Canaan profits soar in 2022 despite China's crackdown on crypto as well as the effects of the pandemic

By Shashank Bhardwaj


Image: Shutterstock

China has been pushing down on crypto this year, but Chinese miner manufacturer Canaan is facing no problems and continues to grow. According to their announcement, they have experienced a 117 percent increase in gross profit from the same period of 2021. Their Q2 profits amounted to 930 million renminbi (RMB), or approximately $139 million. The organisation’s Q2 net income was 608 million RMB, (or $91 million), a marked 149 percent jump from 425 million RMB in the same period last year.

Despite the impressive numbers, the CEO Nangeng Zhang said that the second quarter of 2022 has been a difficult period due to the tumbling crypto prices and the overall negative sentiments in the market. Amongst these struggles, he also noted, “The COVID-19 containment lockdown in key cities in China also brought severe disruptions to our daily operations and demand for our AI chips.”

The company is, however, showing no signs of slowing down and reportedly working on expanding their global presence, starting with establishing international headquarters in Singapore. They are also working towards scaling their mining business to generate more BTC with a better power supply. 

In June, it was reported that Canaan holds 346.84 BTC, worth around $8.1 million. Zhang remarked, “We are fully aware of the downward pressure from the Bitcoin price since the last fourth quarter and expect it to bring prolonged headwinds to our performance in the coming quarters. Nevertheless, we believe in the unique value of Bitcoin and its long-term prospects.”

The Chief Financial Officer, James Jin Cheng, also seems to be on the same page that Canaan is bound to run into difficulties with the overall state of the market as well as the uncertainties brought on by the pandemic and the geopolitical environment. He says, “As the Bitcoin price further decreased in the second quarter, we responsively lowered our product price for spot sales to shoulder the pressure with our clients. [...] We expect the gross margin to decrease dramatically in the second half of this year.”

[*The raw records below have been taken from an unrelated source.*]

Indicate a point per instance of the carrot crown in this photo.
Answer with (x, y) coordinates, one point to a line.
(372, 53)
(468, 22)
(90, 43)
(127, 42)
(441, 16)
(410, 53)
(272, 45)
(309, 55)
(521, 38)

People are calling it the ‘crypto winter’ and the Chinese investors and companies would face the brunt of this since China’s blanket ban on crypto operations in September 2021 complicates things even further. Although this “great Chinese crypto ban” has forced many companies out of business or fleeing to set bases in other countries, China still stands as the second-largest Bitcoin mining country in January 2022. China hosts 21 percent of the global Bitcoin hash rate, only overtaken by the United States which produces 38 percent.